When we watch Tamil superstar Vijay's latest film Beast, we realise how foolish everyone in Kuwait and Qatar's Ministries of Information and Broadcasting is. These governments have enforced a ban on a typical commercial film with the propaganda that it criticises Islam.
The Tamil Maanila Muslim League has filed a complaint in Tamil Nadu, requesting that Beast be banned. (While this was reported in the name of the Muslim League, Tamil League Tamil Nadu leaders made it plain that there was no relationship between the Tamil Manila Muslim League and the real Muslim League, and that no such demand had been made!)

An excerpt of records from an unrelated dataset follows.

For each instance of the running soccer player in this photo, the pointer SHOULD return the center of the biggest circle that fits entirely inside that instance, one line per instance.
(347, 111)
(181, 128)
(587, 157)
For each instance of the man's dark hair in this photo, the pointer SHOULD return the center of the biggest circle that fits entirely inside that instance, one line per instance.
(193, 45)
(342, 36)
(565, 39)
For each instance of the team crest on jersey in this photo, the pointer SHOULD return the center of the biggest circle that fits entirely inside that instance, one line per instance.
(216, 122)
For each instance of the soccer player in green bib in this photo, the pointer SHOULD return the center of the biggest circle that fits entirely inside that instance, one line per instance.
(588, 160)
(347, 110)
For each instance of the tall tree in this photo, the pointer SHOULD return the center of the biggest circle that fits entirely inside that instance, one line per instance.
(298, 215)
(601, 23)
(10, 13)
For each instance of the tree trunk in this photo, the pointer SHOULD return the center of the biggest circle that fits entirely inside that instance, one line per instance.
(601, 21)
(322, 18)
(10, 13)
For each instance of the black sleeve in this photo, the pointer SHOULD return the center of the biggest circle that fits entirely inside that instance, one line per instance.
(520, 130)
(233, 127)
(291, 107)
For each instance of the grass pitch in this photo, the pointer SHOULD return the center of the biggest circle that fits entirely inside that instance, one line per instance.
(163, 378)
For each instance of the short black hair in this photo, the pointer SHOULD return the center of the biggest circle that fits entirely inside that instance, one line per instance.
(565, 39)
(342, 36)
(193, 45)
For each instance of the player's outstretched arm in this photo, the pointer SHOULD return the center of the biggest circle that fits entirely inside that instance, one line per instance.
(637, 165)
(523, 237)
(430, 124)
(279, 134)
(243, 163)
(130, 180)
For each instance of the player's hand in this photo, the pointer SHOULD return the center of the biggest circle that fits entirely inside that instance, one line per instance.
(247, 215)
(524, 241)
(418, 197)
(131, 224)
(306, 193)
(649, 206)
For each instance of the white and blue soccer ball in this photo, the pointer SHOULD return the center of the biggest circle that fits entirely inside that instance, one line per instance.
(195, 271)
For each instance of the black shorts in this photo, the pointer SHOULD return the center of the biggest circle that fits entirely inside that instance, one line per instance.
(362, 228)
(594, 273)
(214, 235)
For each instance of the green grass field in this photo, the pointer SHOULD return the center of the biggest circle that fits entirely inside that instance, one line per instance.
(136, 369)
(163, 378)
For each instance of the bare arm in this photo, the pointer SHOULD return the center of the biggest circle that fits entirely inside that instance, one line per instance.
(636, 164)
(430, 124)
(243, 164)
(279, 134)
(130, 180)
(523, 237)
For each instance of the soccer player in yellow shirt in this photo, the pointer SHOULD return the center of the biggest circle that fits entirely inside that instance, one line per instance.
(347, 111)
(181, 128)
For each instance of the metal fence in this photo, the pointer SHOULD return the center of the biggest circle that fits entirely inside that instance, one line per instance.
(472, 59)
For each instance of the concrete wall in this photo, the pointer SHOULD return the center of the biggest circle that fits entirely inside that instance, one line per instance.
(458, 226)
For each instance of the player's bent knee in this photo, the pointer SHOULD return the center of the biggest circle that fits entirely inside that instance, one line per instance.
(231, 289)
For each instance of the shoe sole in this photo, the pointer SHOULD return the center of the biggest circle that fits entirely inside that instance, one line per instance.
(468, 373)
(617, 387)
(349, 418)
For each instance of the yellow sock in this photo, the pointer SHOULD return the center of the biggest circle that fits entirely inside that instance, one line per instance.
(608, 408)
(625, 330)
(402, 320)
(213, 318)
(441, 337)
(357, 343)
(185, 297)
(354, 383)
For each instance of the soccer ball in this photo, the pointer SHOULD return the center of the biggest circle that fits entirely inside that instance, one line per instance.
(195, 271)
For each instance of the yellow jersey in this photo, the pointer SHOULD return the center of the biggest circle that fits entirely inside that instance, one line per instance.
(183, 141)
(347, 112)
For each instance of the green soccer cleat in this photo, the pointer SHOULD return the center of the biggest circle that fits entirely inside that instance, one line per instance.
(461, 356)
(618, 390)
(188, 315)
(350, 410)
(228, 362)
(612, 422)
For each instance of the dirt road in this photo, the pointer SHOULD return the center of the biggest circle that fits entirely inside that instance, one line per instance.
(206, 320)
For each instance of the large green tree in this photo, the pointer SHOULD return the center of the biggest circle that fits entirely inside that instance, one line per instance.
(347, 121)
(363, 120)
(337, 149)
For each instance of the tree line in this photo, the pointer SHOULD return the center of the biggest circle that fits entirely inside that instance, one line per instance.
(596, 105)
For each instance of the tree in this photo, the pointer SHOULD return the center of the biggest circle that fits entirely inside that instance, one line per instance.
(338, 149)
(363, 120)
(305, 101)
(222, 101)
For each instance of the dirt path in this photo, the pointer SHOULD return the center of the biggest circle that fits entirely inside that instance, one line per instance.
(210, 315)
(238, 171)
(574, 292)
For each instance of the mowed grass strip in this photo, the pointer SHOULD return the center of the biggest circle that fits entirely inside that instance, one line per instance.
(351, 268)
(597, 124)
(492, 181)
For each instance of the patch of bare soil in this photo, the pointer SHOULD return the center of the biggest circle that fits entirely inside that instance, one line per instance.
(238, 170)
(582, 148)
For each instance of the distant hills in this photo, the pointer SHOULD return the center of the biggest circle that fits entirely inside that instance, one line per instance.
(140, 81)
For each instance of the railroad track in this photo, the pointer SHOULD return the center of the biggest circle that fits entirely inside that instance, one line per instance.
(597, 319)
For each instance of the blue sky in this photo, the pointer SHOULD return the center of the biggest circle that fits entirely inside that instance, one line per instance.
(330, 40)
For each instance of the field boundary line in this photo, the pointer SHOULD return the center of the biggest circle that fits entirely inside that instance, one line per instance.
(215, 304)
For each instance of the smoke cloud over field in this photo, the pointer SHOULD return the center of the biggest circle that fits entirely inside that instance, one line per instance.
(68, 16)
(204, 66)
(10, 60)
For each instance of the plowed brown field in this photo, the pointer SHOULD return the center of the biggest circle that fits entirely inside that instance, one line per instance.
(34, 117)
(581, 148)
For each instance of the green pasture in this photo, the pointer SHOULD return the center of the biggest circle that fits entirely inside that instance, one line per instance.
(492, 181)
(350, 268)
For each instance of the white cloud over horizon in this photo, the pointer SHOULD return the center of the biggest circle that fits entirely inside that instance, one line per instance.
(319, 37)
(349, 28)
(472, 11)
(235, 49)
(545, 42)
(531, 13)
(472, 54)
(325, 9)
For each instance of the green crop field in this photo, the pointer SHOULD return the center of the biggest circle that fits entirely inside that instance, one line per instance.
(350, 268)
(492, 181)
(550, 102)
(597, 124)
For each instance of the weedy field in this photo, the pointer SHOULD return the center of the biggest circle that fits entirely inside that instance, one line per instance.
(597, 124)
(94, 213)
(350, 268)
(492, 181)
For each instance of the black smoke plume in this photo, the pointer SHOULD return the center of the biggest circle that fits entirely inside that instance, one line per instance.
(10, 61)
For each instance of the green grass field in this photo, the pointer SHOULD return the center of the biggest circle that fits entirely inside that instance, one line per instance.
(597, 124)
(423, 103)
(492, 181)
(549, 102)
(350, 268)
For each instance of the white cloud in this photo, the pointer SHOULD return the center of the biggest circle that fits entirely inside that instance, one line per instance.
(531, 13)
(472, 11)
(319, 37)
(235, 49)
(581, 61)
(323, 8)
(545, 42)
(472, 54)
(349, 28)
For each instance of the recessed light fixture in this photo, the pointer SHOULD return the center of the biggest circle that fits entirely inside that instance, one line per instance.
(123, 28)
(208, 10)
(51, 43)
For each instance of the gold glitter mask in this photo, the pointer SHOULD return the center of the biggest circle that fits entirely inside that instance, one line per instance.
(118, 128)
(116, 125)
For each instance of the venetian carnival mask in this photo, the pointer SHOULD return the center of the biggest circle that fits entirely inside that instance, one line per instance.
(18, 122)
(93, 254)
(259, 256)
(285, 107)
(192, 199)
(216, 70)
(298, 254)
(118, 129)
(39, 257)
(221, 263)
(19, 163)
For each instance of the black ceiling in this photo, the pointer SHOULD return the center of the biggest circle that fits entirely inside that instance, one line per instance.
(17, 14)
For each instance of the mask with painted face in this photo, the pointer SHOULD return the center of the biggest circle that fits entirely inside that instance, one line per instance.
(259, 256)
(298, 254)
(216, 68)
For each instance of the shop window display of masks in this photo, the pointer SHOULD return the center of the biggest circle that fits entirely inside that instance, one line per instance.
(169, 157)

However, it was widely reported that the film had anti-Islamic content. However, if you watch the movie, you would notice that it was totally fabricated. This is a typical fan-made film with a narrative that lacks the power to give Joseph Vijay's Adapadalam Punduvilayattam an accurate political emphasis.

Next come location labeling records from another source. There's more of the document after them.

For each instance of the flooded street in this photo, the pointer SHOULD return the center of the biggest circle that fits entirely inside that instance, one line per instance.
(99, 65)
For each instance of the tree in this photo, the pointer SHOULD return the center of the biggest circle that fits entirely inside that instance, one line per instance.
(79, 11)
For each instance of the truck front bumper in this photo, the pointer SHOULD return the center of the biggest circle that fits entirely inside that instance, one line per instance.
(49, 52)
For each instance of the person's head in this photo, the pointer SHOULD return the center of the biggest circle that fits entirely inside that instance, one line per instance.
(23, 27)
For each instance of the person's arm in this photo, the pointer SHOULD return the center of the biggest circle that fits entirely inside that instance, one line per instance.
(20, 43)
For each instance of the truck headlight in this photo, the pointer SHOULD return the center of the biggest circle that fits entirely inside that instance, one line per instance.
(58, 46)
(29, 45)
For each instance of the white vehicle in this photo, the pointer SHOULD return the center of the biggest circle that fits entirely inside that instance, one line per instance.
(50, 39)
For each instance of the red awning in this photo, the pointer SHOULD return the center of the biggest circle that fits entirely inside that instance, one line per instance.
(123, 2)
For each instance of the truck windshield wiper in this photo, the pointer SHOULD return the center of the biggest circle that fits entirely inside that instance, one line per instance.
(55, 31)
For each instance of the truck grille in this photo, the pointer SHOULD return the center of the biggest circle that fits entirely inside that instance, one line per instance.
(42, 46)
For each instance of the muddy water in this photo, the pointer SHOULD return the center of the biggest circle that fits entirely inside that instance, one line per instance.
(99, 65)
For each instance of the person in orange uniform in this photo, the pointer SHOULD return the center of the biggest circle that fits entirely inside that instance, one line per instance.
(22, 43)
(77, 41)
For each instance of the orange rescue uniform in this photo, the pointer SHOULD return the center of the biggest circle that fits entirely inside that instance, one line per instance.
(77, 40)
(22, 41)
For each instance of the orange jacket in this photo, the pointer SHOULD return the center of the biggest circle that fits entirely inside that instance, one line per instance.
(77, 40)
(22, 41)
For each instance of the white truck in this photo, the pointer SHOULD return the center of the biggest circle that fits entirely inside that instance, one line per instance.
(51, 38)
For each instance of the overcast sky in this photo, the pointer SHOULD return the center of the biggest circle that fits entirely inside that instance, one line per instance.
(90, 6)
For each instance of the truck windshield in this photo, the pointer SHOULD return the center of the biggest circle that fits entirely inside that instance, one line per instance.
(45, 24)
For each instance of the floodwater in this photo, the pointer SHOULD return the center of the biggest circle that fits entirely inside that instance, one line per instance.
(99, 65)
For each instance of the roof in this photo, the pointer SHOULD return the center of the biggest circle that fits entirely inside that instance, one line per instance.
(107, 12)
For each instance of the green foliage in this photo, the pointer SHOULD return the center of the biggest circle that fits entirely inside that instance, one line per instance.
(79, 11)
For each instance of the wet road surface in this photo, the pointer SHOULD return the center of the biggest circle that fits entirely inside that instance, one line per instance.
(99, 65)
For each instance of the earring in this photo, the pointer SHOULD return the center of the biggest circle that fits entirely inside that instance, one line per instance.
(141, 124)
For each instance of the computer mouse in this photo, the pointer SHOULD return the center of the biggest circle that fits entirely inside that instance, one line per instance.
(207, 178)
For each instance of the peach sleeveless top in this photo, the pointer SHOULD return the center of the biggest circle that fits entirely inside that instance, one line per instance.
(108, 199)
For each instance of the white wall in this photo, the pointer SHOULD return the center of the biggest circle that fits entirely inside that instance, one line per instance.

The film is not anti-Islam, but rather anti-ISIS. The plot revolves around IS militants infiltrating a mall in Tamil Nadu, kidnapping roughly 250 people, and being rescued by the hero.

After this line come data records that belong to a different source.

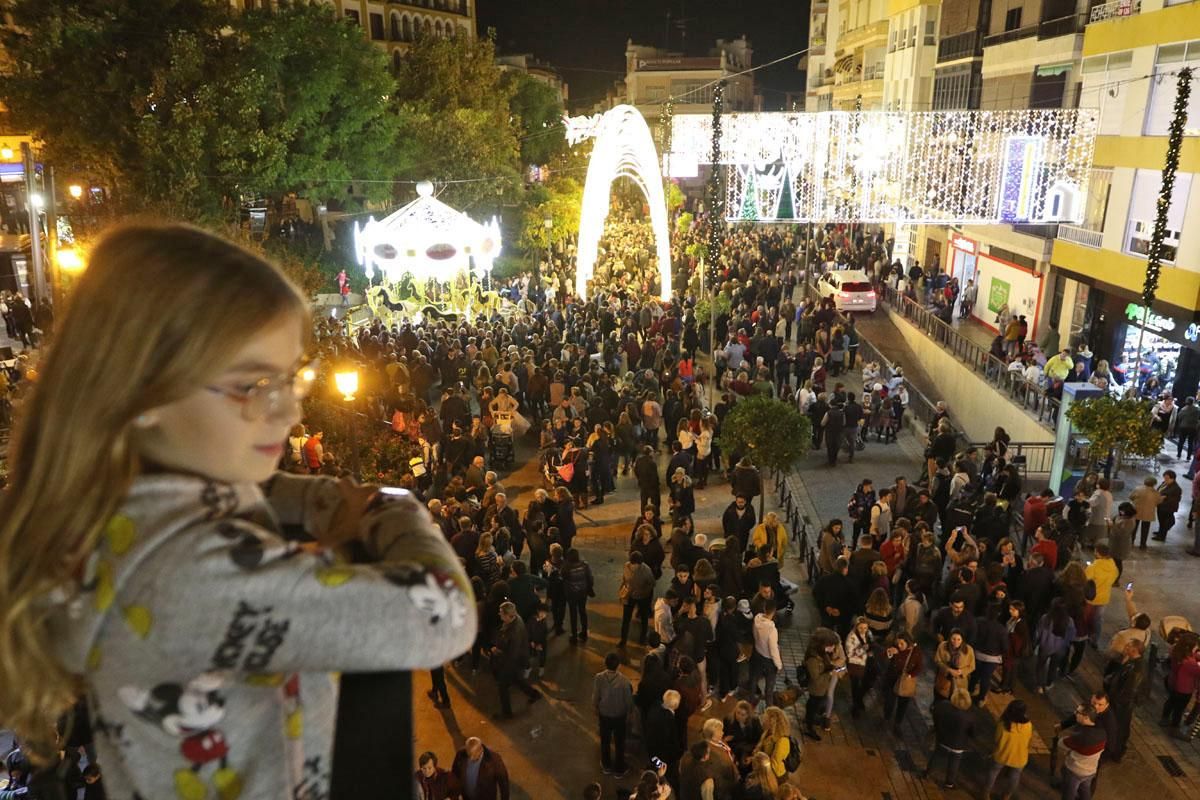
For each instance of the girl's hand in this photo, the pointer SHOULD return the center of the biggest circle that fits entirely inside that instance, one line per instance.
(353, 499)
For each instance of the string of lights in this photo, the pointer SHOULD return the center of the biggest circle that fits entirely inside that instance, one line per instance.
(1174, 142)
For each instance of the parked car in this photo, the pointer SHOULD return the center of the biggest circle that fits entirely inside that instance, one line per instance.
(850, 289)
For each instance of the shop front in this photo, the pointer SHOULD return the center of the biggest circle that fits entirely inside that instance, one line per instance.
(964, 254)
(1005, 286)
(1168, 342)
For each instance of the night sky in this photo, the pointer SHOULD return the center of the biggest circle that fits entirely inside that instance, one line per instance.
(586, 38)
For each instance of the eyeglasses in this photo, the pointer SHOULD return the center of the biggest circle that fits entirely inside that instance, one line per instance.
(265, 397)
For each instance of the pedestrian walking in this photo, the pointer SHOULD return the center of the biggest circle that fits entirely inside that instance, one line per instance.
(612, 697)
(1012, 752)
(510, 659)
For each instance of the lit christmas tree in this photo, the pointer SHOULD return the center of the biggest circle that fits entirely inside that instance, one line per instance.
(750, 198)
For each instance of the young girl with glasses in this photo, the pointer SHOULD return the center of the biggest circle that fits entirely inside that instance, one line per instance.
(154, 563)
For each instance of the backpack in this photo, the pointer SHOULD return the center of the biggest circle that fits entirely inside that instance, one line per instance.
(856, 506)
(792, 761)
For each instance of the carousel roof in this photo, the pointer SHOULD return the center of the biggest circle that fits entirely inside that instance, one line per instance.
(426, 239)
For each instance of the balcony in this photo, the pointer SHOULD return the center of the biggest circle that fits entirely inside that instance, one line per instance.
(1085, 236)
(1003, 37)
(1062, 26)
(1113, 10)
(1042, 230)
(959, 46)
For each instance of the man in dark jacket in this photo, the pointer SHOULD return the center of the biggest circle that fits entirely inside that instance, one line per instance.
(745, 480)
(739, 519)
(648, 482)
(1168, 505)
(663, 733)
(510, 659)
(480, 771)
(955, 615)
(835, 597)
(953, 728)
(990, 645)
(1037, 588)
(433, 782)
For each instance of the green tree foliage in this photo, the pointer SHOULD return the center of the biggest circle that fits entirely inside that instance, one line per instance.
(1120, 425)
(316, 107)
(749, 210)
(538, 109)
(178, 104)
(561, 200)
(456, 124)
(786, 210)
(772, 432)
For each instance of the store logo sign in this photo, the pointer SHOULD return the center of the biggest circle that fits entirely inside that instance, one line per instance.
(1153, 322)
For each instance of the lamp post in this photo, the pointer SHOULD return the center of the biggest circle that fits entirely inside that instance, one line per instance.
(347, 383)
(549, 223)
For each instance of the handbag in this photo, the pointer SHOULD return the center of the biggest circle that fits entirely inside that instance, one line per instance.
(906, 685)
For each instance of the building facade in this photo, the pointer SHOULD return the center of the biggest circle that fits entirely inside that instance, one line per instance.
(653, 74)
(396, 24)
(1131, 55)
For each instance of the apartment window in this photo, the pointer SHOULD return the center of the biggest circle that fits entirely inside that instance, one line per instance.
(1171, 58)
(957, 88)
(1049, 85)
(1146, 186)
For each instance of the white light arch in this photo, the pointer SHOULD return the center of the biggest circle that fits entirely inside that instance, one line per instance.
(623, 148)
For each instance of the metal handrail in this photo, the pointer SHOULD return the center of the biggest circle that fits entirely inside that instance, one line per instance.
(1032, 398)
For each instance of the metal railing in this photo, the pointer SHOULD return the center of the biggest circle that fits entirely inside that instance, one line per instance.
(1030, 397)
(1115, 8)
(1030, 457)
(1085, 236)
(1062, 26)
(959, 46)
(921, 408)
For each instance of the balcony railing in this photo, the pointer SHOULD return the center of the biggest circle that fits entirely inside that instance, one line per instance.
(1085, 236)
(1115, 8)
(1011, 35)
(1062, 26)
(959, 46)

Aside from the appearance of Pakistan, surgical strikes, and bearded jihadis in the movie, there is no way for any Islamic believer to be misled. Many films have been made across the world that are critical of ISIS. Are they prohibited in Kuwait and Qatar? Islamophobia may disseminate ideas on how to critique ISIS, which is linked with brutality and has no issues about torturing and killing innocent people.
(Let us inquire where isis is in Tamil Nadu; don't you recall that hundreds of individuals from Kerala migrated to Syria and perished in a shattered state?More than 200 Tamil Nadu residents are alleged to have travelled to Syria.)
The reactions to the video remind us that nations like Qatar and Kuwait, as well as the states of Tamil Nadu and Kerala, voluntarily collaborate with Islamic jihadists. Remember, Joseph Vijay, a 45-year-old with a salary of more than Rs 50 crore, was the largest apple in the sangh parivar's eyes. These so-called Islamists were the ones who praised and encouraged the winner that day.
Now that he has denounced ISIS and jihadists, he has now become a 'Sanghi'! (Kamal Haasan had a similar experience with vishwaroopam. He was an actor who had spent his whole career advocating for minorities. Nonetheless, he had to passionately state that even his house was at danger and that the release should be permitted).
When it comes to creative standards, the Beast is a shambles when it comes to cinematic politics. It has everything Vijay fans need to rejoice. However, for those who come to appreciate the picture rather than merely to see his dancing, songs, thunder, and shots, the film will be a huge letdown. When paired with a poor narrative and usual hype of Vijay's star value, it produces a poor film.